Même avant la guerre, les entreprises russes étaient confrontées à des réglementations qui les privaient d’investissements. Les industries de pointe telles que l’énergie, les transports et les communications, c’est-à-dire celles qui auraient le plus profité de la technologie étrangère et des investissements étrangers, étaient confrontées aux plus grandes restrictions. Pour survivre, les entreprises opérant dans cet espace ont été contraintes de maintenir des liens étroits avec les responsables gouvernementaux et les bureaucrates. En échange, ces protecteurs du gouvernement s’assuraient que ces entreprises ne faisaient face à aucune concurrence. Ils ont interdit les investissements étrangers, adopté des lois imposant de lourdes charges aux étrangers faisant des affaires en Russie et ouvert des enquêtes contre les entreprises opérant sans la protection du gouvernement. Le résultat a été que des responsables gouvernementaux, des généraux militaires et des bureaucrates de haut rang – dont beaucoup étaient des amis de Poutine – sont devenus des multimillionnaires.

Depuis le début de la guerre, le gouvernement a encore resserré son emprise sur le secteur privé. À partir de mars, le Kremlin a mis en place des lois et des règlements qui donnent au gouvernement le droit de fermer des entreprises, de dicter des décisions de production et de fixer les prix des produits manufacturés. La mobilisation massive de recrues militaires qui a commencé en septembre donne à Poutine un autre motif à brandir sur les entreprises russes, car pour préserver leurs effectifs, les chefs d’entreprise devront négocier avec les responsables gouvernementaux pour s’assurer que leurs employés sont exemptés de la conscription.
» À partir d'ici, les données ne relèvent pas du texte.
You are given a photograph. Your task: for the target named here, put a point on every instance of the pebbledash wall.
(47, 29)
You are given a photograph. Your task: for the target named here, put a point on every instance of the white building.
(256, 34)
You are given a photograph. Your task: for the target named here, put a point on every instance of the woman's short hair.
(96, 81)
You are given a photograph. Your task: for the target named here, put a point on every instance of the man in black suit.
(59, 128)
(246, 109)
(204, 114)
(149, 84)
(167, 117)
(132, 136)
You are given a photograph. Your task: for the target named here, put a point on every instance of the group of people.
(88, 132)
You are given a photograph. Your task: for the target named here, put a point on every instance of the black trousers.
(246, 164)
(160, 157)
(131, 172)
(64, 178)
Certes, l’économie russe a longtemps fonctionné sous l’emprise du gouvernement. Mais les mouvements les plus récents de Poutine portent ce contrôle à un nouveau niveau. Comme l’ont soutenu certains économistes, la seule chose pire que la corruption est la corruption décentralisée. C’est déjà assez grave quand un gouvernement central corrompu demande des pots-de-vin ; c’est encore pire lorsque plusieurs bureaux gouvernementaux différents se disputent les dons. En effet, les taux de croissance élevés de la première décennie au pouvoir de Poutine étaient en partie dus à la façon dont il a centralisé le pouvoir au Kremlin, étouffant les prédateurs concurrents tels que les oligarques opérant en dehors du giron du gouvernement. L’accent mis sur la création d’armées privées et de bataillons régionaux de volontaires pour sa guerre contre l’Ukraine, cependant, crée de nouveaux centres de pouvoir. Cela signifie que la corruption décentralisée va presque certainement refaire surface en Russie.

Cela pourrait créer une dynamique rappelant les années 1990, lorsque les propriétaires d’entreprises russes comptaient sur la sécurité privée, les liens avec la mafia et les fonctionnaires corrompus pour perpétuer le contrôle des entreprises nouvellement privatisées. Des gangs criminels employant des vétérans de la guerre russe en Afghanistan ont offert une « protection » au plus offrant ou ont simplement pillé des entreprises rentables. Les groupes de mercenaires que Poutine a créés pour combattre en Ukraine joueront le même rôle à l’avenir.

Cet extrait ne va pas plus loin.